Their flight was made possible by High Lander, an Israeli company that specializes in traffic control for autonomous drones, and Cando, which helps design drone strategies for customers.

“Flying a drone is not an issue,” High Lander chief executive Elon Abelson told AFP.


Israel sets up National Drone Initiative to build a drone network for delivery

“We’re talking about multi drones … coming from different drone manufacturers, but still they’re monitoring with our software and we can make sure they don’t collide.”

The demonstration was part of a 20 million shekel, or about $6 million, public-private initiative to advance Israel’s drone technology.

Daniela Partem, who leads the drone initiative at the Israel Innovation Authority, said she envisions “thousands” of drones flying simultaneously in crowded cities in the future, providing medical deliveries, boosting police missions and Speed ​​up takeout meals.

“Our goal is to create a competitive market in Israel, not dominated by a single company,” she said.

“If we manage to remove vehicles in the air from roads, we can affect traffic, we can reduce air pollution… we can create a better, safer environment for the delivery of goods. “

potential interest

Drone expert Michael Horowitz, a political scientist at the University of Pennsylvania, said Israel was preparing “civilian analogues” for its military drones that are getting smaller and can reportedly move and strike in coordination.

Israel’s military drone program has faced criticism, especially from Palestinians in the blocked Gaza Strip, who say it instills fear and could harm civilians.

In the commercial drone industry, Horowitz said Israel could offer a new perspective for companies that develop their technologies alone.

“Often you’ll have a company like Google that’s only monitoring their systems,” Horowitz said.

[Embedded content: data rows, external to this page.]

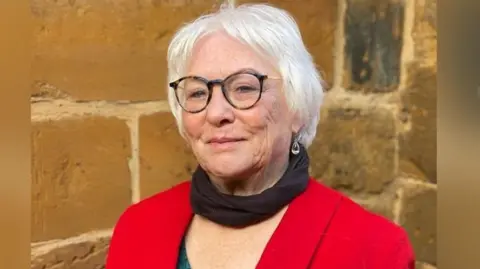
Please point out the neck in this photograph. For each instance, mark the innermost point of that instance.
(253, 183)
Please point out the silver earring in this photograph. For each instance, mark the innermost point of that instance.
(295, 147)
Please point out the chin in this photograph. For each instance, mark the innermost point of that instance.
(227, 165)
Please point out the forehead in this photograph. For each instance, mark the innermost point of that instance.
(219, 55)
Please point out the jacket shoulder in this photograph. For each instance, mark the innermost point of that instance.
(146, 223)
(378, 241)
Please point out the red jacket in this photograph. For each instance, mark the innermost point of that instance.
(321, 229)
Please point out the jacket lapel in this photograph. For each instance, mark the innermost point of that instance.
(302, 228)
(171, 226)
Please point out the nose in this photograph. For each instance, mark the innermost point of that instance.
(219, 111)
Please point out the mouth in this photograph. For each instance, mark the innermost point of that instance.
(224, 140)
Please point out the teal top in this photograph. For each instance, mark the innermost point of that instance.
(183, 262)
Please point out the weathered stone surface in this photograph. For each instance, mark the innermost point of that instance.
(373, 45)
(355, 146)
(424, 33)
(419, 218)
(317, 21)
(165, 159)
(106, 50)
(81, 255)
(419, 144)
(81, 179)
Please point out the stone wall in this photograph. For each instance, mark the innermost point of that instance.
(103, 137)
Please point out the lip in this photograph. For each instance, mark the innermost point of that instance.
(224, 140)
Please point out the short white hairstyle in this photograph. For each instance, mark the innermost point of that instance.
(274, 34)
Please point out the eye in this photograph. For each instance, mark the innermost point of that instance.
(198, 93)
(246, 88)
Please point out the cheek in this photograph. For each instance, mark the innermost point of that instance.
(192, 125)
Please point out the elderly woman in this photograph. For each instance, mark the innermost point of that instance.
(246, 96)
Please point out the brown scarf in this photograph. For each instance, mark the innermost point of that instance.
(241, 211)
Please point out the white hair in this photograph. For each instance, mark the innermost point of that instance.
(274, 34)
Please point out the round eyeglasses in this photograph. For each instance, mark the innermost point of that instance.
(242, 90)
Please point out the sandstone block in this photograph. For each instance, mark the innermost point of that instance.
(81, 179)
(317, 21)
(165, 159)
(419, 217)
(106, 50)
(373, 45)
(419, 144)
(355, 146)
(77, 255)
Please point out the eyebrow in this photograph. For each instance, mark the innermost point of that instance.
(245, 69)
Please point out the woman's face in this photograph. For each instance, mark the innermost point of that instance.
(233, 143)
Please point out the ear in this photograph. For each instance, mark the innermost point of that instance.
(296, 123)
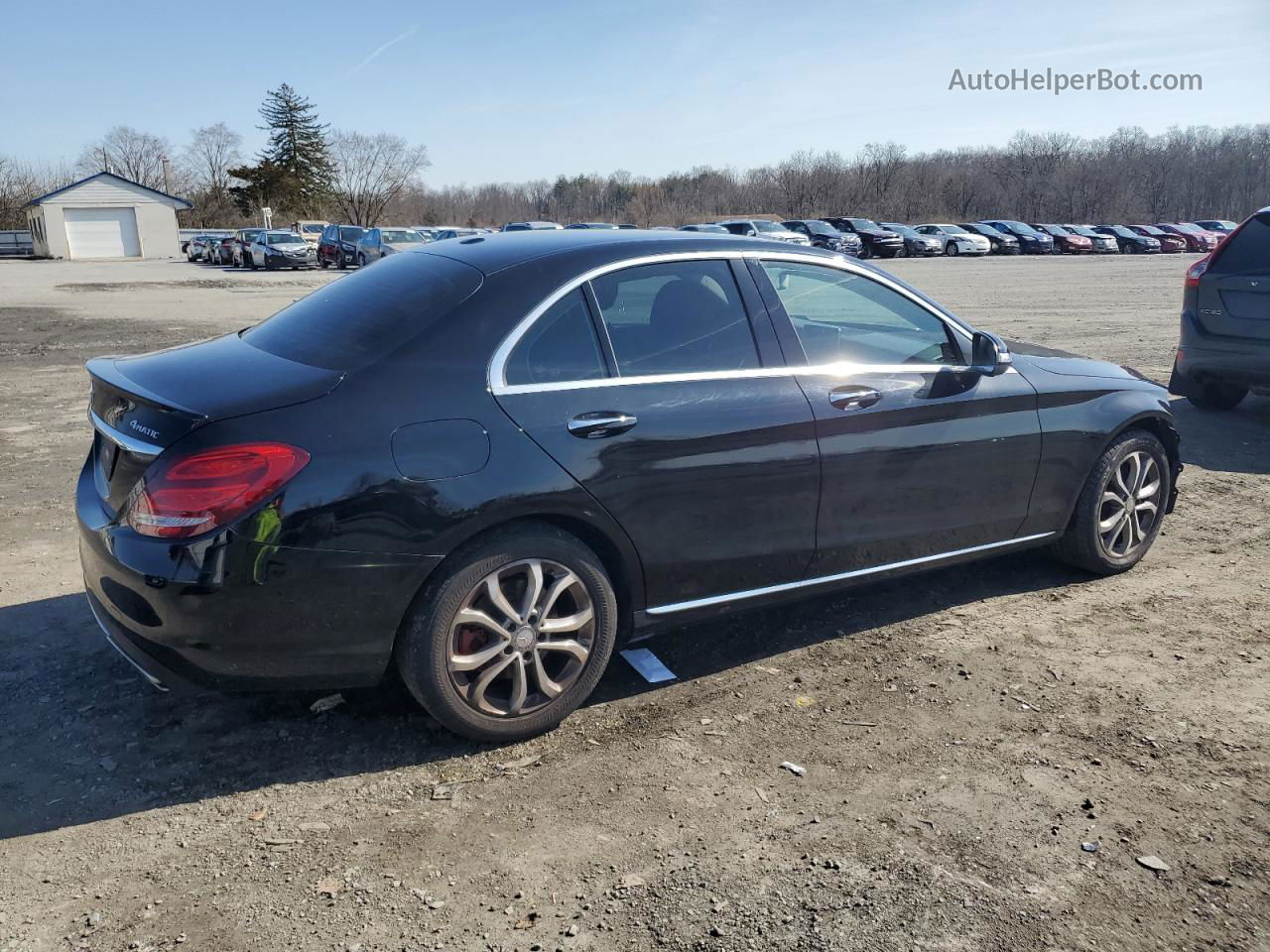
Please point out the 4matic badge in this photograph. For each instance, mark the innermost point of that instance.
(146, 430)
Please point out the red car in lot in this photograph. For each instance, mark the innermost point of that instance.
(1066, 241)
(1169, 244)
(1196, 238)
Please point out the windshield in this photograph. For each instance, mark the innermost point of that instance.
(400, 236)
(1020, 229)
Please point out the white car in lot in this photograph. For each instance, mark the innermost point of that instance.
(956, 240)
(281, 249)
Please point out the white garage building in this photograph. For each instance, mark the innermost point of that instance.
(105, 216)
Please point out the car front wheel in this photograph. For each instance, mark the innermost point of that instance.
(513, 638)
(1121, 507)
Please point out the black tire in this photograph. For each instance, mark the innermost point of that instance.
(425, 647)
(1216, 397)
(1080, 544)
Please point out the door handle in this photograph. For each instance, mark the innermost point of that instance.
(853, 398)
(602, 422)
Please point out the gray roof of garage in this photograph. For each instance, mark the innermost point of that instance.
(111, 176)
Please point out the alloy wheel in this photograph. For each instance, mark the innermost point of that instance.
(521, 638)
(1130, 504)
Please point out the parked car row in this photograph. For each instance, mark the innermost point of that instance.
(325, 244)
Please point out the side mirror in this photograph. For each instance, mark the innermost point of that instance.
(989, 354)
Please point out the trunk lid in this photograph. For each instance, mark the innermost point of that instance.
(141, 405)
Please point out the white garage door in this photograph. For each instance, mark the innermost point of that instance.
(102, 232)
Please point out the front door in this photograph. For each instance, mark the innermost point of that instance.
(920, 457)
(647, 385)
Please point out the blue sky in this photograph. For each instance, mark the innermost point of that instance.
(517, 90)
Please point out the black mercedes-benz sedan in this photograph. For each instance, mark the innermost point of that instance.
(489, 461)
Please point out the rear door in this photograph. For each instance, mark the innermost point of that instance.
(920, 457)
(1234, 291)
(661, 389)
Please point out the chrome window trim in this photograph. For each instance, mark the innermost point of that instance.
(121, 439)
(497, 370)
(839, 576)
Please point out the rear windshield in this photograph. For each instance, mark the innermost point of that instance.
(358, 318)
(1246, 252)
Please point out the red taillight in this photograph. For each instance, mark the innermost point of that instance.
(1196, 271)
(194, 494)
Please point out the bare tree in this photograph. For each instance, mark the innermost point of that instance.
(128, 153)
(371, 172)
(211, 153)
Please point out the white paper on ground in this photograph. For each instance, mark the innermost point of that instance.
(648, 664)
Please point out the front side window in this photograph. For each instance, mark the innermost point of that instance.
(676, 317)
(846, 316)
(559, 347)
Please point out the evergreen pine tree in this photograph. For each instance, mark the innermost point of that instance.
(298, 150)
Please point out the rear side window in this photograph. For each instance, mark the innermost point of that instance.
(362, 317)
(561, 347)
(676, 317)
(1247, 252)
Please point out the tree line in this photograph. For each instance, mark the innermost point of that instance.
(309, 171)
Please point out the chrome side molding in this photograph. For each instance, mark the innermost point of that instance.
(839, 576)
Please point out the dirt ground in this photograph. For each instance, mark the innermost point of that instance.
(962, 731)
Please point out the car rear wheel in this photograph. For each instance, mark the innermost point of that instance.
(1120, 508)
(1216, 397)
(513, 638)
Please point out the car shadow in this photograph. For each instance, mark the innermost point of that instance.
(1234, 440)
(85, 739)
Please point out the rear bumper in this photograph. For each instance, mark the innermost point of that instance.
(234, 613)
(1245, 363)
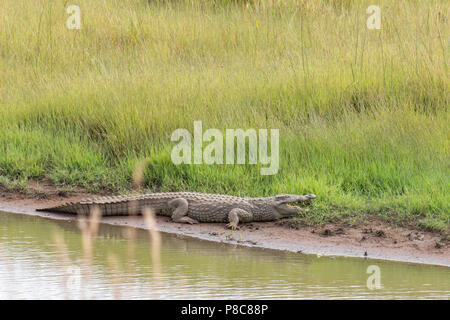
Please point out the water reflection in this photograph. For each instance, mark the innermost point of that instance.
(41, 258)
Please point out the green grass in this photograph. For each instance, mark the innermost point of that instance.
(363, 114)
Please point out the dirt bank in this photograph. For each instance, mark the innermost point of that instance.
(372, 240)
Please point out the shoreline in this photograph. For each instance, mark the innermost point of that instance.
(371, 240)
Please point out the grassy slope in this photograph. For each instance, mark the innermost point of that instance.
(363, 114)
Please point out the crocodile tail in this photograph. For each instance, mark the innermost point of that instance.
(69, 207)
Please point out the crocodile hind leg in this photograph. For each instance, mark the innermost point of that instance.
(180, 213)
(237, 215)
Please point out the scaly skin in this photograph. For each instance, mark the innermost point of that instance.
(192, 207)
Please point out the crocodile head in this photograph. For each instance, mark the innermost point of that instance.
(284, 203)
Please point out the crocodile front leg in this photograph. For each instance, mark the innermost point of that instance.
(237, 215)
(181, 207)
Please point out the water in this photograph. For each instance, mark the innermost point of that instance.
(44, 259)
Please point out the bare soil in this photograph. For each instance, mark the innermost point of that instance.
(372, 239)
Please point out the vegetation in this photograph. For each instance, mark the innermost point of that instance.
(363, 114)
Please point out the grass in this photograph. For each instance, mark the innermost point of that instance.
(363, 114)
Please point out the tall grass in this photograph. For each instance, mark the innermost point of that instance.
(363, 114)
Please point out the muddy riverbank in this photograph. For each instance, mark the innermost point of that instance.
(370, 240)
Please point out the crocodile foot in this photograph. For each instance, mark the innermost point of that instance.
(232, 226)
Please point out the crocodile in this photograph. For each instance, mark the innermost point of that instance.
(192, 207)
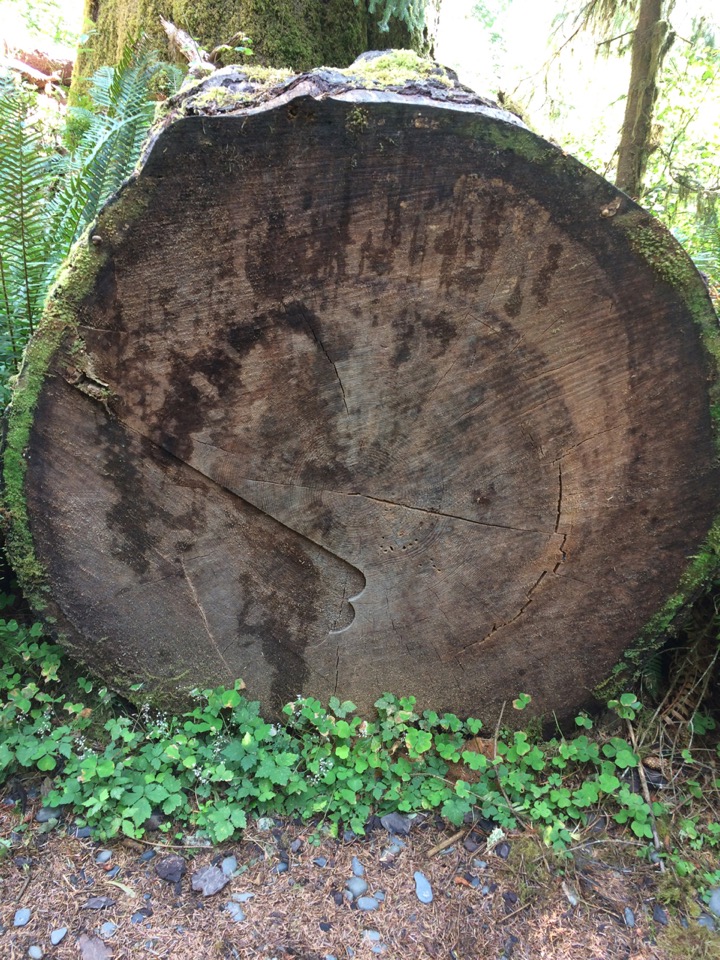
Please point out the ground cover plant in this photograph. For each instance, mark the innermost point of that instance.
(212, 770)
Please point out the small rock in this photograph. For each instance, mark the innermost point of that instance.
(171, 868)
(98, 903)
(367, 903)
(209, 881)
(357, 886)
(396, 823)
(714, 904)
(503, 850)
(660, 915)
(92, 948)
(237, 914)
(241, 897)
(423, 890)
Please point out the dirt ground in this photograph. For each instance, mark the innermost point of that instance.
(519, 902)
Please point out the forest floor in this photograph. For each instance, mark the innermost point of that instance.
(519, 901)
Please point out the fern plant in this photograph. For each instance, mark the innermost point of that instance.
(47, 201)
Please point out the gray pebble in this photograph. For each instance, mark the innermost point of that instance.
(357, 886)
(209, 880)
(714, 905)
(423, 890)
(396, 823)
(367, 903)
(660, 915)
(236, 911)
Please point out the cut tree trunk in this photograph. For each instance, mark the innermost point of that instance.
(358, 386)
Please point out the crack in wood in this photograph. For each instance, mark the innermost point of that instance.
(367, 496)
(196, 600)
(506, 623)
(303, 313)
(559, 511)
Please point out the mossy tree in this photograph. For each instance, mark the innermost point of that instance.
(298, 34)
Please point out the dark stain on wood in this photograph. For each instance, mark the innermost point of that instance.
(380, 423)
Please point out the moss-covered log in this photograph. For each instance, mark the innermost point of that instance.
(360, 385)
(296, 34)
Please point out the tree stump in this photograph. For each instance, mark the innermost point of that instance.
(358, 386)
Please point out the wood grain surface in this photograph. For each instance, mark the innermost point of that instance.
(389, 404)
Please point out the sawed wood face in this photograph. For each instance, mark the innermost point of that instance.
(388, 407)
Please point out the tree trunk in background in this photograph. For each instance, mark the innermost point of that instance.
(361, 386)
(298, 34)
(650, 45)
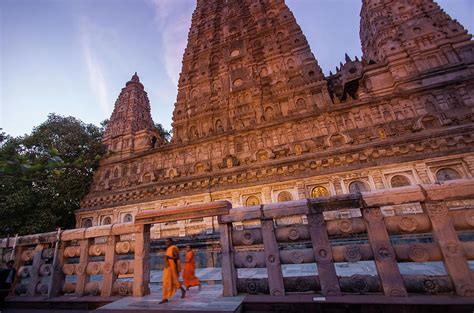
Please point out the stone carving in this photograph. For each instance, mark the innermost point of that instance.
(352, 254)
(359, 284)
(407, 224)
(383, 254)
(254, 109)
(418, 253)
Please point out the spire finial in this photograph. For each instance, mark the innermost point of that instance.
(135, 78)
(348, 59)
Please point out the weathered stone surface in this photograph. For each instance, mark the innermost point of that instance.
(256, 121)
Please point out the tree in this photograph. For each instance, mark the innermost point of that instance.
(44, 175)
(164, 134)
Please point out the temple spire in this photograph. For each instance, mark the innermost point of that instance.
(131, 128)
(417, 33)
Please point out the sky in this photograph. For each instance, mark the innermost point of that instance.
(72, 57)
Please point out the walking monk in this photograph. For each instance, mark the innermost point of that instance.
(172, 267)
(189, 279)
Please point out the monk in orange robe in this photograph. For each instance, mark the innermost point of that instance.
(189, 279)
(172, 267)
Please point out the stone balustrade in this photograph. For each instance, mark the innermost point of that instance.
(64, 262)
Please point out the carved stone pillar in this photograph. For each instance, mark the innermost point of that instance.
(377, 177)
(337, 183)
(236, 199)
(422, 171)
(300, 187)
(267, 195)
(470, 164)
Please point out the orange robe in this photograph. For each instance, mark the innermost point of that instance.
(171, 273)
(189, 279)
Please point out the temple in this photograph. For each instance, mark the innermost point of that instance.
(256, 121)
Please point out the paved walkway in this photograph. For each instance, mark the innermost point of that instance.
(213, 274)
(209, 299)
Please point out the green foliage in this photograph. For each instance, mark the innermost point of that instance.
(164, 134)
(44, 175)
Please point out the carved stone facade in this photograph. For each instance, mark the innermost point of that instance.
(257, 122)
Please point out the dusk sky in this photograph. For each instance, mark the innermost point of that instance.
(72, 57)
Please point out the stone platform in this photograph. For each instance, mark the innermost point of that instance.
(209, 299)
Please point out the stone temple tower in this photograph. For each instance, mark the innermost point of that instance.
(130, 128)
(412, 36)
(242, 59)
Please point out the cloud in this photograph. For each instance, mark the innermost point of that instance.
(173, 20)
(94, 66)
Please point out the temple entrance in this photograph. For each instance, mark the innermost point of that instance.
(153, 254)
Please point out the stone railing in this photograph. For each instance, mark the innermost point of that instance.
(114, 259)
(87, 261)
(445, 212)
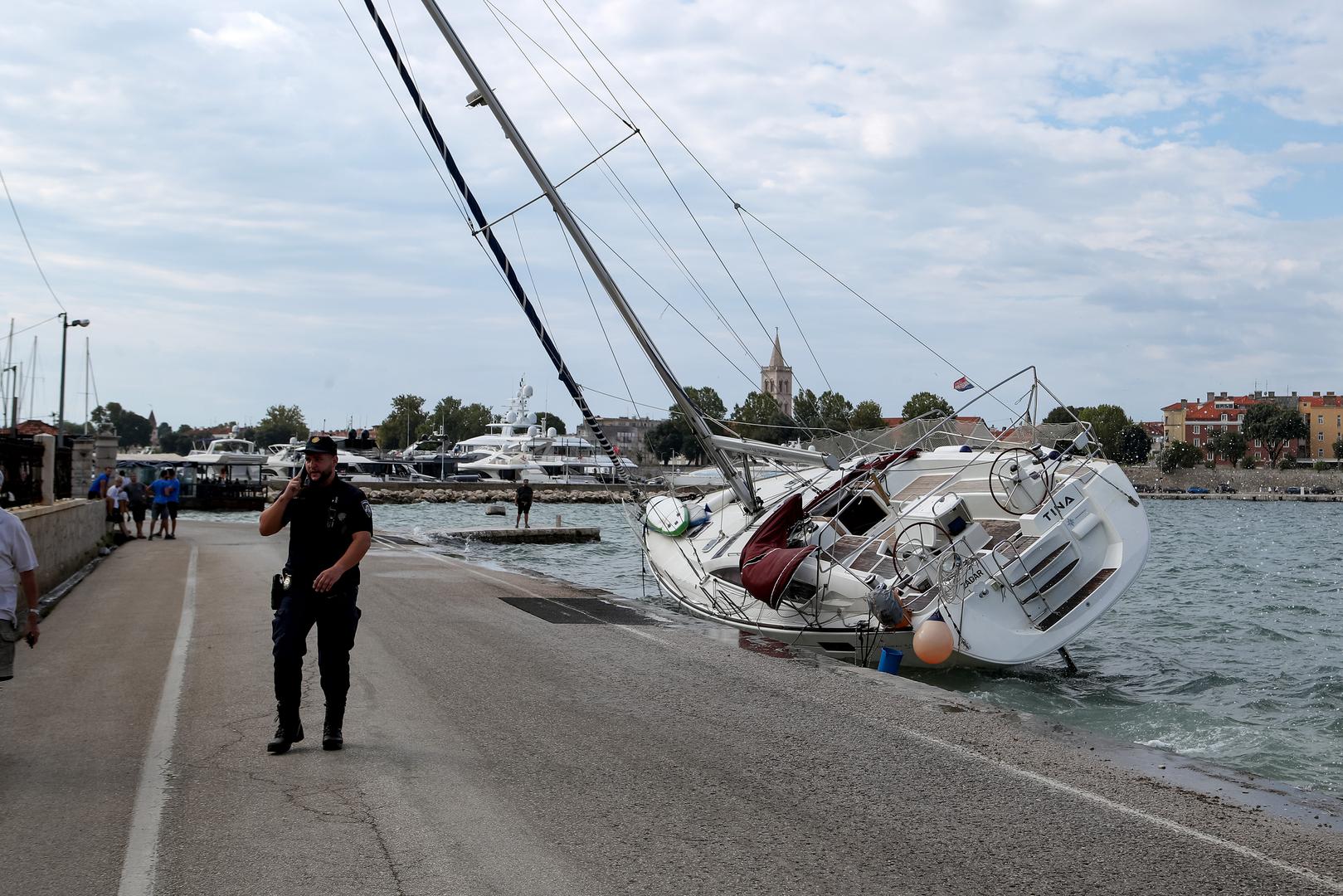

“If an Israeli company develops an effective local-scale drone command and control architecture that can include drones from many different companies, I can imagine a lot of people potentially interested in that product.” “

Horowitz said advances in civilian drones could help Israel gain share in the drone market as rivals China and Turkey eat into their military drone exports.

High Lander’s Abelson said they have customers around the world, including Japan, South Korea, France, the United States and Israel and African countries.

Manoel Coelho, CEO of Brazil’s Speedbird aero drone company, told AFP he used the High Lander to “separate the airspace” because it was “the first in the world to do so in such an organized manner”.

delivery in minutes

Other Israeli work with drones remains theoretical.

Hadas Aharoni, 22, the controller of the Airways drone company, monitored dozens of autonomous drones flying over the northern city of Hadera, though she sat in a control room on Tel Aviv’s busy Ayalon Highway about 50 kilometers (30 miles) south. .

“We can look at the flight paths where drones take off and land, their altitude, their batteries and all kinds of problems that we need to solve so that drones can reach,” Aharoni said.

As of now, the drones are carrying out exercise missions to set up landing pads in the city.

“When there are more flight programs in the future, we are checking that this system will be stable,” she said.

Israeli companies are focusing on the developing industry.

The Golda ice cream chain opened a pop-up beach shop in Tel Aviv where customers could scan a QR code and order frozen treats via drone.

“In less than 10 minutes you can get your order, which you can’t do with regular vehicles,” said marketing manager Talya Marder.

“I think as soon as it takes hold and people understand how much value it adds, we’ll be there.”

(Except for the title, this story has not been edited by NDTV staff and is published from a syndicated feed.)